Rivulus Dominarum is a town of many names. When the people represented by the Piaţa Cetăţii skeletal collection called it home, the town was known as Rivulus Dominarum, which is where our project gets its name. Between the 19th century and the end of World War I, the town was known by the Hungarian name of Nagybanya. Following the end of the war and the dissolution of the Austro-Hungarian Empire, the town, along with most of Transylvania became officially part of the Kingdom of Romania. Despite reverting back to Hungarian control briefly during World War II, Transylvania remains Romanian and Rivulus Dominarum is now known by the Romanian name of Baia Mare, or “Big Mine”.
Maramureș county, where contemporary Baia Mare is located, was the metallurgical epicenter of Transylvania for almost 3,000 years. During the medieval era, Rivulus Dominarum was one of the most important Transylvanian mining towns in the Kingdom of Hungary, enjoying special privileges and social freedoms denied non-mining towns. With its long and continuous history of gold mining, the town represents an incredible opportunity to study the impact of mining and its biosocial consequences.
The analysis of the Piaţa Cetăţii skeletal collection, which you will play an instrumental part in formulating, is just one aspect of what promises to be a lengthy list of future research projects in Baia Mare. Very few bioarchaeological studies of mining exist, and fewer still that consider the biosocial role that mining played in mortality, community health, and social identity both inside and outside of the mines. Rivulus Dominarum Bioarchaeology places the embodiment of mining and its biosocial consequences within the larger community at the epicenter of our project; for this reason, we will not be attempting to determine who did and did not work directly in the mines. Mining will instead be studied as it would have been experienced by the individuals represented by the Piaţa Cetăţii skeletal collection: as a phenomenon that would have impacted the biological and social lives of all the inhabitants of the mining town, in one form or another. These impacts would have included not only injury or death in the mines, but also illnesses contracted through contaminated drinking water, congenital disorders resulting from maternal exposure to heavy metals, or injuries sustained through domestic abuse in mining households. Each of these biological consequences would have created social ramifications that would have reverberated throughout the entire community of Rivulus Dominarum.

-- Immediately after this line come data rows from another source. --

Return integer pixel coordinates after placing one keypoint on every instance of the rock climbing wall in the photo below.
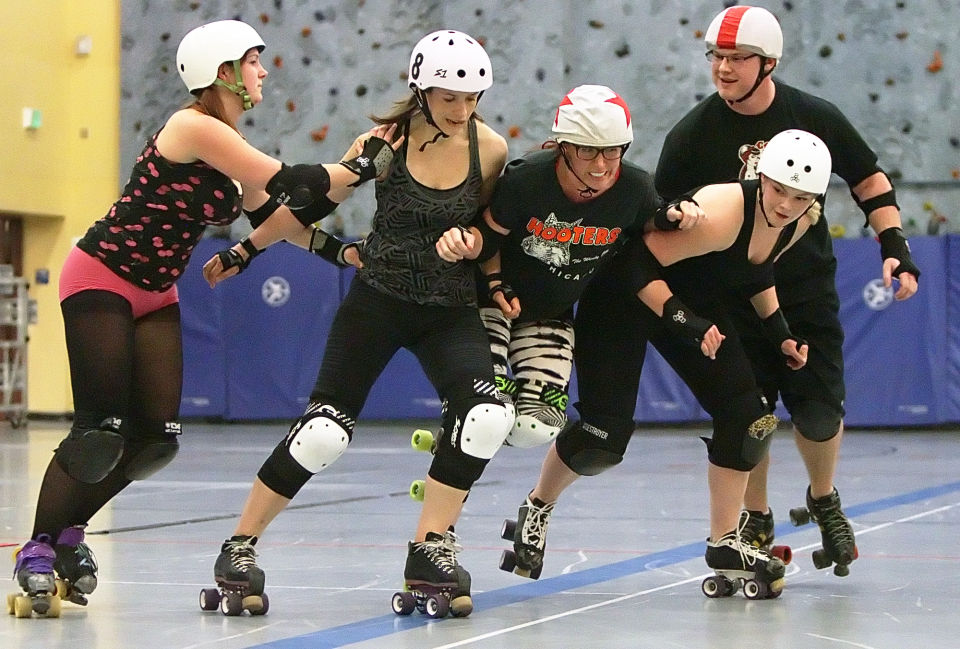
(887, 64)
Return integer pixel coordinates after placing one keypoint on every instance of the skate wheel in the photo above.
(22, 606)
(231, 604)
(508, 530)
(782, 552)
(209, 599)
(422, 440)
(753, 589)
(417, 490)
(436, 607)
(821, 559)
(461, 606)
(403, 603)
(53, 606)
(799, 516)
(508, 560)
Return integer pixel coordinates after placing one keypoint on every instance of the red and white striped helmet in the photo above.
(752, 29)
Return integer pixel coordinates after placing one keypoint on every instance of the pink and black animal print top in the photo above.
(147, 236)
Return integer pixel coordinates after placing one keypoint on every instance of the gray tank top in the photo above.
(399, 255)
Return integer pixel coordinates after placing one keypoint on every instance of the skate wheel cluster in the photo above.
(25, 605)
(722, 586)
(232, 603)
(433, 605)
(821, 558)
(509, 559)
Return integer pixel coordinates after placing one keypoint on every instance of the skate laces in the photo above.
(242, 555)
(832, 519)
(535, 523)
(754, 528)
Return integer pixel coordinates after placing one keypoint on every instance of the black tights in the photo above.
(121, 367)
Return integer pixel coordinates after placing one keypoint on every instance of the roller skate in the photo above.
(75, 565)
(239, 580)
(529, 536)
(34, 573)
(434, 583)
(757, 530)
(737, 565)
(836, 533)
(422, 440)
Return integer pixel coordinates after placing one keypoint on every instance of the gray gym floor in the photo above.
(624, 558)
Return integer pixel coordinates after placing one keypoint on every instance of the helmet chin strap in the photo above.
(425, 109)
(587, 191)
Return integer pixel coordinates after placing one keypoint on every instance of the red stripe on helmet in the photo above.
(729, 27)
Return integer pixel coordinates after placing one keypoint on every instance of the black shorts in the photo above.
(821, 379)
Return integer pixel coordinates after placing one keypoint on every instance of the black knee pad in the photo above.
(89, 454)
(595, 445)
(815, 420)
(742, 431)
(149, 452)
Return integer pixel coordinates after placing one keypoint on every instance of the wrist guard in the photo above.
(502, 287)
(683, 322)
(894, 245)
(330, 248)
(660, 219)
(376, 156)
(230, 258)
(776, 330)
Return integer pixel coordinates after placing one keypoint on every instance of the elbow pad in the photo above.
(298, 186)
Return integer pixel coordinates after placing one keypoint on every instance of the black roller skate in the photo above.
(757, 530)
(34, 573)
(739, 564)
(239, 578)
(75, 565)
(836, 533)
(529, 536)
(434, 583)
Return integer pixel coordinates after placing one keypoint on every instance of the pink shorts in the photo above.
(81, 272)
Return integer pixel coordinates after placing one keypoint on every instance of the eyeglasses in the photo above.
(732, 59)
(591, 152)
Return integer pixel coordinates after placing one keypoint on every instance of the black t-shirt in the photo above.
(555, 246)
(713, 144)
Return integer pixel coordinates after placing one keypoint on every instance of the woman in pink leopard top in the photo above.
(119, 297)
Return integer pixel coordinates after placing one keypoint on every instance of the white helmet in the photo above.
(593, 116)
(450, 60)
(753, 29)
(797, 159)
(205, 48)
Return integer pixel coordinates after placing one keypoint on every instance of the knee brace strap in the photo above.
(90, 455)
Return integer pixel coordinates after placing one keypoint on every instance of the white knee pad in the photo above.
(531, 430)
(484, 428)
(317, 442)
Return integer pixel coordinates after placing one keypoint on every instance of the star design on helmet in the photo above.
(618, 100)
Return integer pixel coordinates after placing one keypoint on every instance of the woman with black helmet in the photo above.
(404, 296)
(119, 297)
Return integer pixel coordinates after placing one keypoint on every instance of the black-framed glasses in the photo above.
(732, 59)
(591, 152)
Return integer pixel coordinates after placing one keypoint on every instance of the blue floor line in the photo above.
(384, 625)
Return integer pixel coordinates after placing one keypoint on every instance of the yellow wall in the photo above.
(68, 168)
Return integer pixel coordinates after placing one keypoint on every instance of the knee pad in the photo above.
(541, 414)
(815, 420)
(144, 456)
(483, 429)
(590, 450)
(742, 431)
(90, 455)
(319, 437)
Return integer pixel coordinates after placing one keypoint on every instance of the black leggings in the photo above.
(119, 367)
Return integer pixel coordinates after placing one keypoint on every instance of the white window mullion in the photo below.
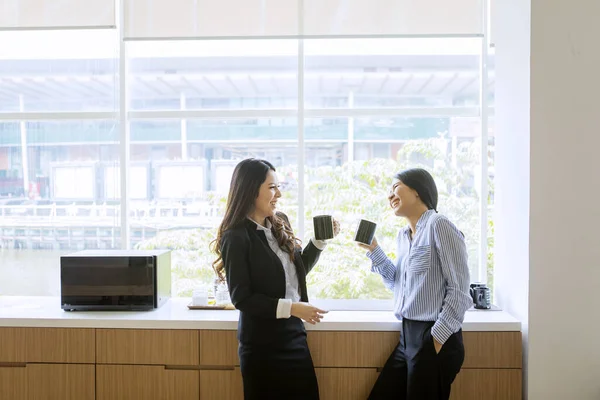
(300, 122)
(124, 142)
(483, 201)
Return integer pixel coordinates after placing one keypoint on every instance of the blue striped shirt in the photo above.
(430, 278)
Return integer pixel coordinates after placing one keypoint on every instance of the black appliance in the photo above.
(109, 280)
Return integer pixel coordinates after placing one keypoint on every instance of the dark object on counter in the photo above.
(365, 232)
(472, 289)
(482, 298)
(323, 227)
(112, 280)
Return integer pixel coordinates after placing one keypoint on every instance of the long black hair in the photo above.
(423, 183)
(248, 176)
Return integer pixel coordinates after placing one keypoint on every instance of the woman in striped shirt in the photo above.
(430, 281)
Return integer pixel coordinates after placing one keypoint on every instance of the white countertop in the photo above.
(45, 312)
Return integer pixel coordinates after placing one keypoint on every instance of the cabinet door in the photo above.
(13, 382)
(145, 382)
(61, 381)
(489, 384)
(221, 384)
(345, 383)
(147, 346)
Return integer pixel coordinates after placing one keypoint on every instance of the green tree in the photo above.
(350, 192)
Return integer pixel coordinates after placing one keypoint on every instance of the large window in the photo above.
(338, 112)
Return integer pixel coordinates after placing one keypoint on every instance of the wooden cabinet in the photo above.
(219, 348)
(221, 384)
(351, 349)
(488, 384)
(61, 382)
(13, 382)
(493, 350)
(48, 382)
(345, 383)
(48, 345)
(146, 382)
(165, 364)
(147, 346)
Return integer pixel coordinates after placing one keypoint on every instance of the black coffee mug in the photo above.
(365, 232)
(323, 227)
(482, 298)
(473, 286)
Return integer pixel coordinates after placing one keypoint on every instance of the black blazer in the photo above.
(256, 278)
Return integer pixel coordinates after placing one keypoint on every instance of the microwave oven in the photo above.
(109, 280)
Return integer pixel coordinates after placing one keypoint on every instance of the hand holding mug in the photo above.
(370, 247)
(307, 312)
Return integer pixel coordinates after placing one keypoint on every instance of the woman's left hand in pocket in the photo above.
(336, 227)
(437, 345)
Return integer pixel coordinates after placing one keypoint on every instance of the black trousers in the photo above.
(414, 371)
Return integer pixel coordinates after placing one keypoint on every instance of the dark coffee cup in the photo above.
(483, 299)
(473, 286)
(365, 232)
(323, 227)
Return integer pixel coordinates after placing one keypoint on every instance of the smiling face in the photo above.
(265, 204)
(403, 199)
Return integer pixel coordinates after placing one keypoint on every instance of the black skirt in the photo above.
(281, 369)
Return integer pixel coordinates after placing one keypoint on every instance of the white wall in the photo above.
(562, 312)
(512, 180)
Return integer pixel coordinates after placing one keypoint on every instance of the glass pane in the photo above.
(43, 71)
(351, 180)
(397, 73)
(58, 194)
(188, 181)
(213, 75)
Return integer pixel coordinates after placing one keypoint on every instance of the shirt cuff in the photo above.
(284, 308)
(440, 332)
(377, 256)
(319, 244)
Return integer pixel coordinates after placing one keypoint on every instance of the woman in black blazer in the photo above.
(266, 268)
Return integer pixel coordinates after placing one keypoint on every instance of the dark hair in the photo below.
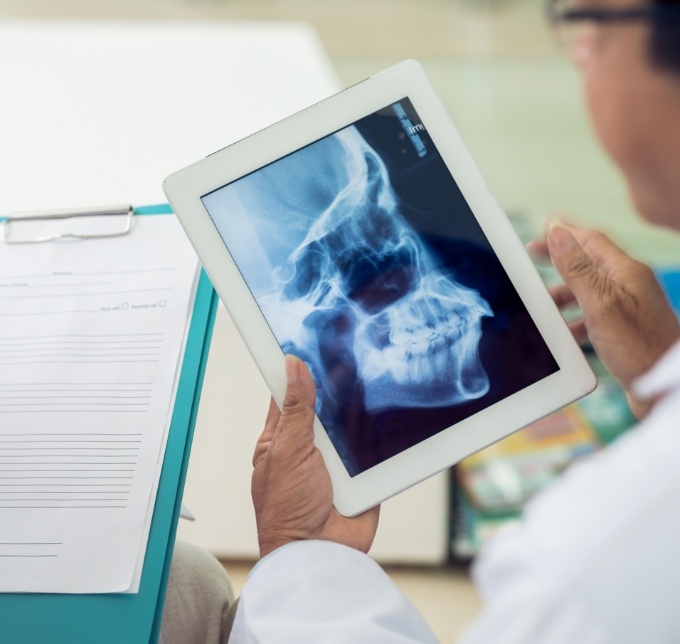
(665, 40)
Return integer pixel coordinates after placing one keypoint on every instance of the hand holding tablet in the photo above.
(360, 236)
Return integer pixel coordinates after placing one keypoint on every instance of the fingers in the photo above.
(562, 295)
(297, 412)
(576, 267)
(265, 438)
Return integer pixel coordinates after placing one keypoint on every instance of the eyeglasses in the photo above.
(572, 21)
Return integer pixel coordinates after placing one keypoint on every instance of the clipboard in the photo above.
(34, 618)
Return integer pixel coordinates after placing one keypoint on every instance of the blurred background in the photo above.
(515, 98)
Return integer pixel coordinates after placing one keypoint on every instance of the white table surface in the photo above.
(100, 113)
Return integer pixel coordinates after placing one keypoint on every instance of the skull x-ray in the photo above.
(368, 264)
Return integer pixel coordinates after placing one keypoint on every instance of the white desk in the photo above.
(100, 113)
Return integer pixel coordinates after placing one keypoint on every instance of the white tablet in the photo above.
(360, 236)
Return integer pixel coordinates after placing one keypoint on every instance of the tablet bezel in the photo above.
(353, 494)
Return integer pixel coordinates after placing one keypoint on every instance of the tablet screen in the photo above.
(368, 264)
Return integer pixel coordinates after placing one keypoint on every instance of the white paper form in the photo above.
(90, 343)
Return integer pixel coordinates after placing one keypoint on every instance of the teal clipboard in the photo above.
(31, 618)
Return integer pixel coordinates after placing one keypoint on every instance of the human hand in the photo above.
(291, 487)
(626, 316)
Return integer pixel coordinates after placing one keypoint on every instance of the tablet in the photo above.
(360, 236)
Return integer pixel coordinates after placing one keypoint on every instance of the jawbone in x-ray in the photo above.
(368, 264)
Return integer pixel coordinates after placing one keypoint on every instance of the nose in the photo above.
(377, 282)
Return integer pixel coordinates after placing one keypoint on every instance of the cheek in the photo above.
(610, 119)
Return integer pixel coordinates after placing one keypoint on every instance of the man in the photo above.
(597, 557)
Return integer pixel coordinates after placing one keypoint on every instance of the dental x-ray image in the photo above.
(369, 265)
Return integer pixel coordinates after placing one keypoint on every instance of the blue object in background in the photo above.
(670, 282)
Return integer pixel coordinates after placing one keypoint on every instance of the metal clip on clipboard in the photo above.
(13, 220)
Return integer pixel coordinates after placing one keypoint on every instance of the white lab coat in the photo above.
(595, 560)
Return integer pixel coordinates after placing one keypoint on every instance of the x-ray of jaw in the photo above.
(347, 285)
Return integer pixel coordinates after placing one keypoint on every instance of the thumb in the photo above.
(297, 411)
(575, 266)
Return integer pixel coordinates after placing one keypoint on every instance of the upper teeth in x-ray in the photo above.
(361, 270)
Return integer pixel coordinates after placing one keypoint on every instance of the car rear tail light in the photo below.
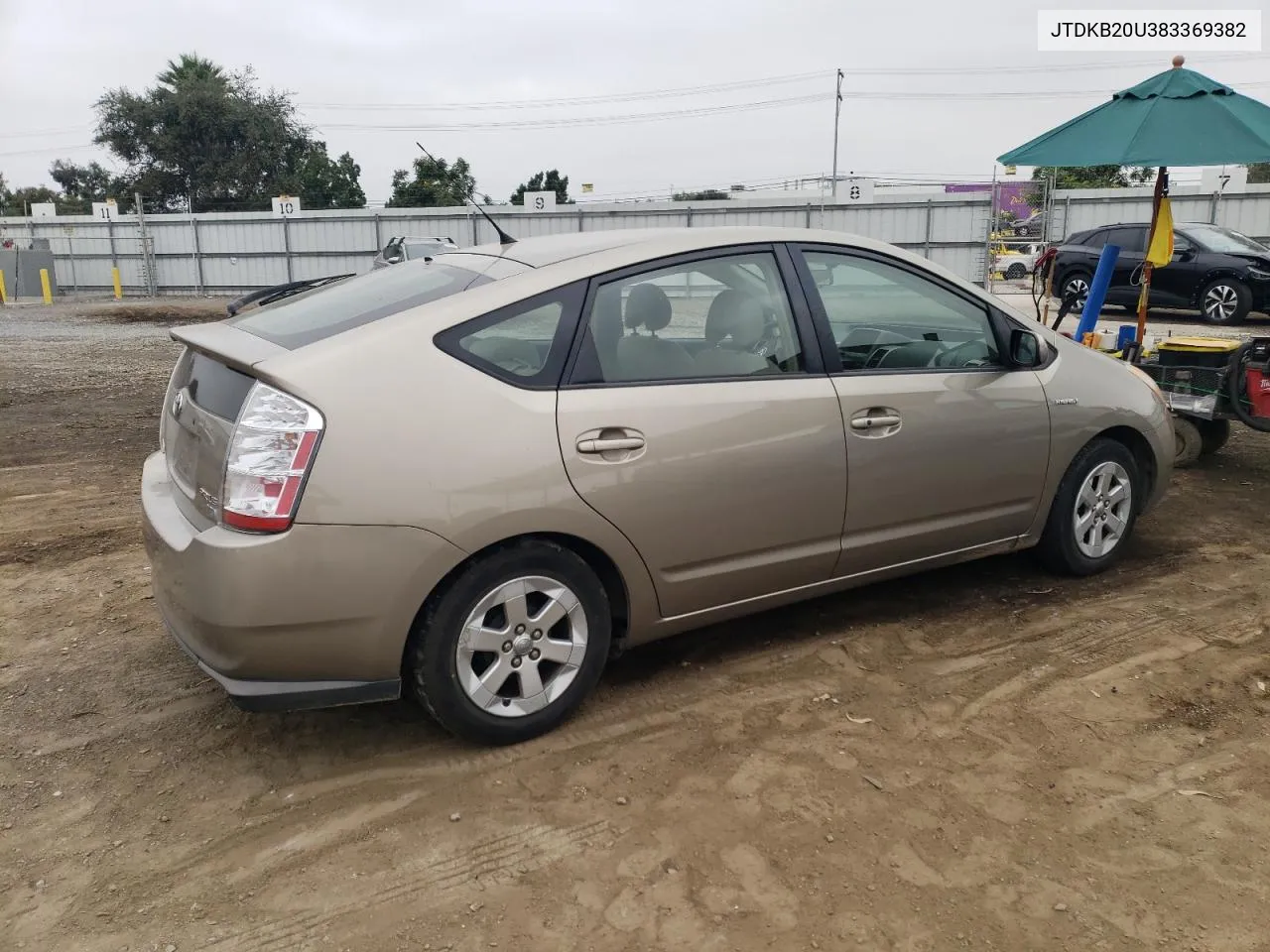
(270, 454)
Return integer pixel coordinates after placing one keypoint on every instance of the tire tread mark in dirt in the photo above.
(1095, 643)
(386, 779)
(497, 860)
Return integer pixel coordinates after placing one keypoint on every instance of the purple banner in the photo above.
(1011, 195)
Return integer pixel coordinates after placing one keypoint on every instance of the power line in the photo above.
(579, 119)
(677, 91)
(580, 100)
(62, 131)
(50, 149)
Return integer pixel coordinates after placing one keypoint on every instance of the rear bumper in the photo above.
(313, 617)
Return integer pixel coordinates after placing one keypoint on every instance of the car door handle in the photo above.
(610, 444)
(873, 422)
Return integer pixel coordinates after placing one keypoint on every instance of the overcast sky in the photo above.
(60, 55)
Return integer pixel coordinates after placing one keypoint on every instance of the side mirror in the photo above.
(1024, 348)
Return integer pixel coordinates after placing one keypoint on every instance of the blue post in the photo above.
(1097, 291)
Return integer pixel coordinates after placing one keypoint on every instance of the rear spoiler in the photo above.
(266, 296)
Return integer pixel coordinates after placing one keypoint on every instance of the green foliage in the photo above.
(16, 203)
(84, 184)
(435, 182)
(214, 137)
(710, 194)
(545, 181)
(1086, 177)
(325, 182)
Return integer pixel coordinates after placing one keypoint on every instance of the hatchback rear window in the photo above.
(350, 303)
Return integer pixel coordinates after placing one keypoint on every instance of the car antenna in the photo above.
(503, 238)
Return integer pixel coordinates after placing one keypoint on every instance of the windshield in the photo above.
(425, 249)
(1225, 241)
(349, 303)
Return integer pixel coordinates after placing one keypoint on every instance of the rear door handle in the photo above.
(610, 444)
(873, 422)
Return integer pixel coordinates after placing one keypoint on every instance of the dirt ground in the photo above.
(978, 758)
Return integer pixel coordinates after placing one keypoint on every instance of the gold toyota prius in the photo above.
(472, 479)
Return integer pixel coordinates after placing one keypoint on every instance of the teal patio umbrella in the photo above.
(1178, 117)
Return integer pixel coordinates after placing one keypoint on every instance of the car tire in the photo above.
(1093, 512)
(1225, 301)
(1188, 442)
(1213, 435)
(448, 670)
(1071, 278)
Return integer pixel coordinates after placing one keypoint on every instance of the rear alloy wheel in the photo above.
(1225, 301)
(1093, 511)
(513, 645)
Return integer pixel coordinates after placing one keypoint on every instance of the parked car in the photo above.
(1032, 226)
(1016, 262)
(407, 249)
(476, 477)
(1220, 273)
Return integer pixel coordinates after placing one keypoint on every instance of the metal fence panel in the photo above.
(229, 253)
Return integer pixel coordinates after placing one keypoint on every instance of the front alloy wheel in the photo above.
(1102, 509)
(522, 647)
(1225, 301)
(1093, 511)
(1080, 287)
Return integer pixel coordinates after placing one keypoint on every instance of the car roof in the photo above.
(635, 245)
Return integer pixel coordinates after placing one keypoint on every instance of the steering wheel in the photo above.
(878, 354)
(945, 357)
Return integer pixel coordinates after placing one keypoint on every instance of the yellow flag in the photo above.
(1161, 250)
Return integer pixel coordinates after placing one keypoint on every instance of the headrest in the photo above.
(606, 320)
(721, 315)
(648, 306)
(735, 315)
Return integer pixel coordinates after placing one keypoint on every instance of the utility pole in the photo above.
(837, 114)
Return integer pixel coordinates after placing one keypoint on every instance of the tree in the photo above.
(16, 204)
(1086, 177)
(545, 181)
(212, 136)
(84, 184)
(710, 194)
(436, 182)
(325, 182)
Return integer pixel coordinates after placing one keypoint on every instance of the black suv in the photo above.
(1214, 271)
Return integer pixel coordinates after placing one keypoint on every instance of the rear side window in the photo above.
(350, 303)
(1132, 239)
(525, 343)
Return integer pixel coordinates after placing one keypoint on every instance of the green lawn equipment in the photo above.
(1207, 382)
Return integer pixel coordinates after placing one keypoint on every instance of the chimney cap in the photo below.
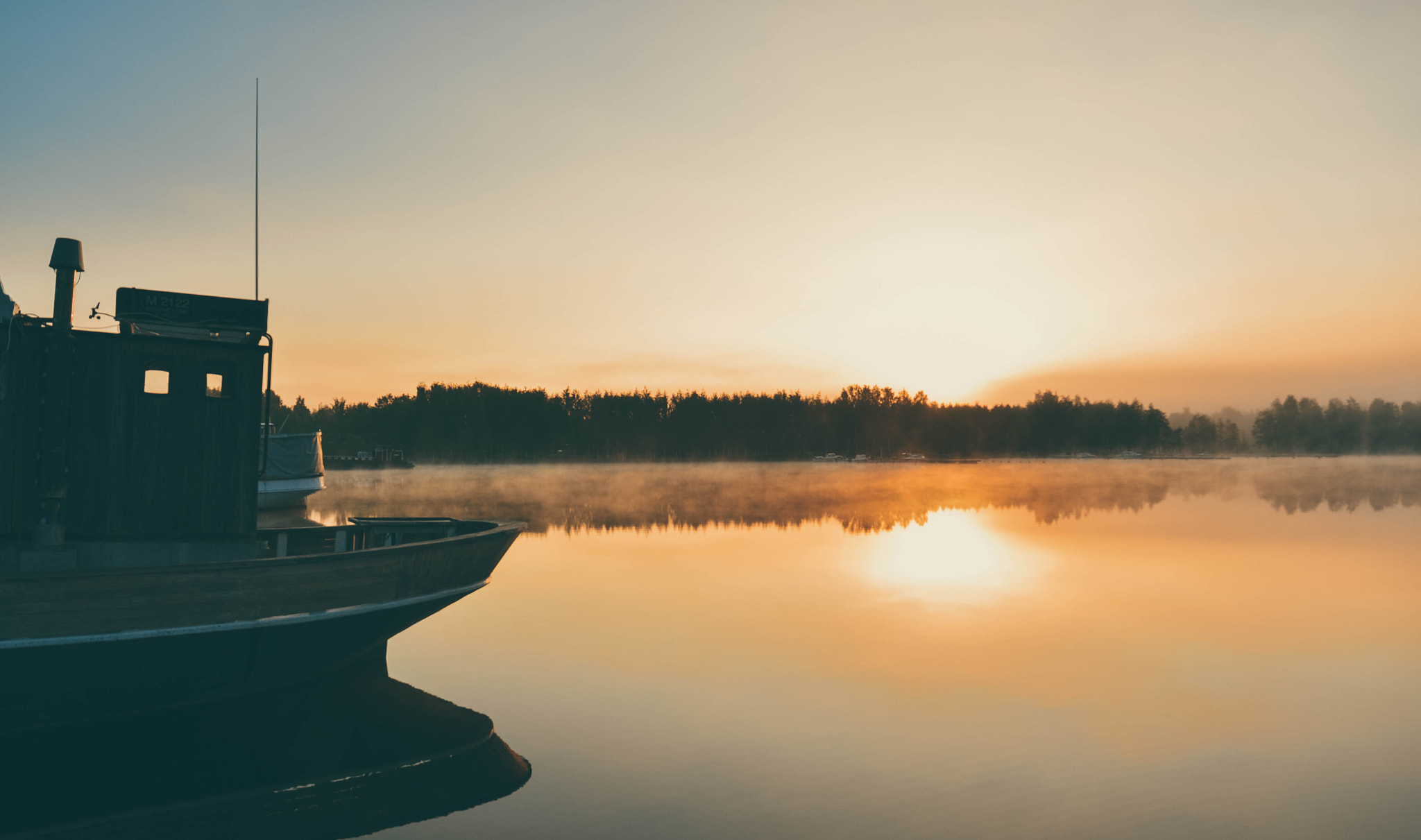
(69, 253)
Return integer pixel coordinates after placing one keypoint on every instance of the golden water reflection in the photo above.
(1107, 650)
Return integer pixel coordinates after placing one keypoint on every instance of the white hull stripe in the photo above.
(252, 624)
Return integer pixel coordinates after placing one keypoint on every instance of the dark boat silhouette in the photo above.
(133, 573)
(350, 755)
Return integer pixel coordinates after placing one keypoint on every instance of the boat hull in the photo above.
(90, 644)
(278, 494)
(344, 757)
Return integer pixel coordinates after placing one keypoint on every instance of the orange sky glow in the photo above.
(1193, 205)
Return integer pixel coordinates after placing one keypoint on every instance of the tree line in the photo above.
(479, 422)
(486, 424)
(1304, 425)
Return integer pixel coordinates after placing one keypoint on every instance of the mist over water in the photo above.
(860, 498)
(1056, 649)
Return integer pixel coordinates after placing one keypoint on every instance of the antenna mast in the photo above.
(256, 196)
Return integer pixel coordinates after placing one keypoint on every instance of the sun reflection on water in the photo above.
(954, 558)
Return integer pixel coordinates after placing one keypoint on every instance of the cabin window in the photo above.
(155, 382)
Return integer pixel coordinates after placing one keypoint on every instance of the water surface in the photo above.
(1002, 650)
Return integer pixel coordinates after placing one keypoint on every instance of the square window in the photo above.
(155, 382)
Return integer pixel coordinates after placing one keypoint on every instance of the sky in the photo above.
(1189, 204)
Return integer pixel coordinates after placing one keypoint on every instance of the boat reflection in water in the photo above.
(346, 757)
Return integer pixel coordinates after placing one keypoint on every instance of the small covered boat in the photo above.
(294, 470)
(133, 573)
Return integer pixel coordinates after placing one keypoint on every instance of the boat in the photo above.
(344, 757)
(294, 470)
(377, 458)
(133, 572)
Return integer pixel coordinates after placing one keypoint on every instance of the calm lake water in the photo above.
(1225, 649)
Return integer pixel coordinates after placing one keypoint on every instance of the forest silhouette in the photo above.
(613, 497)
(488, 424)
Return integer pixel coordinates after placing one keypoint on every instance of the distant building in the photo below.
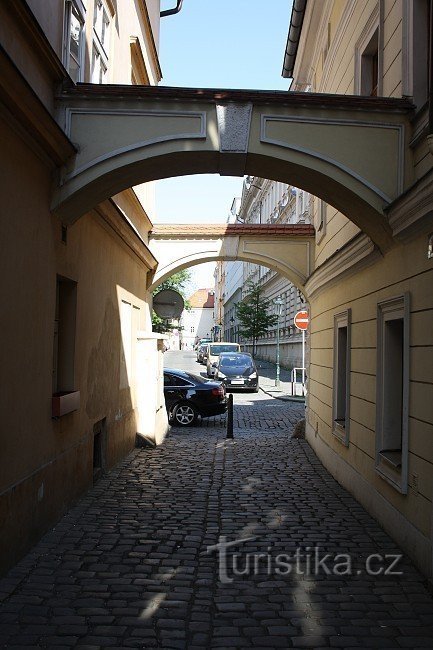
(197, 322)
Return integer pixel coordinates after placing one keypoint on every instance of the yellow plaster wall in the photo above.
(46, 464)
(405, 269)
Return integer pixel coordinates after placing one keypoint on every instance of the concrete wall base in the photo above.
(410, 539)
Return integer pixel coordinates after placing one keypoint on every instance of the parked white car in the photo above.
(213, 352)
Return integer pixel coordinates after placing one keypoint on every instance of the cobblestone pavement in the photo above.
(128, 567)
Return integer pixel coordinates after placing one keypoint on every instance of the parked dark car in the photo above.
(201, 353)
(187, 396)
(238, 370)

As a participant in Rivulus Dominarum Bioarchaeology’s 2024 Transylvanian Laboratory Project, you will create biological profiles of the Piaţa Cetăţii skeletal collection. These estimates of sex and age-at-death, along with inventories of paleopathology and skeletal trauma endured by each individual, will shed light on who was experiencing the biological consequences of mining and what the social ramifications of those consequences were within the larger community of 14th-17th century Rivulus Dominarum.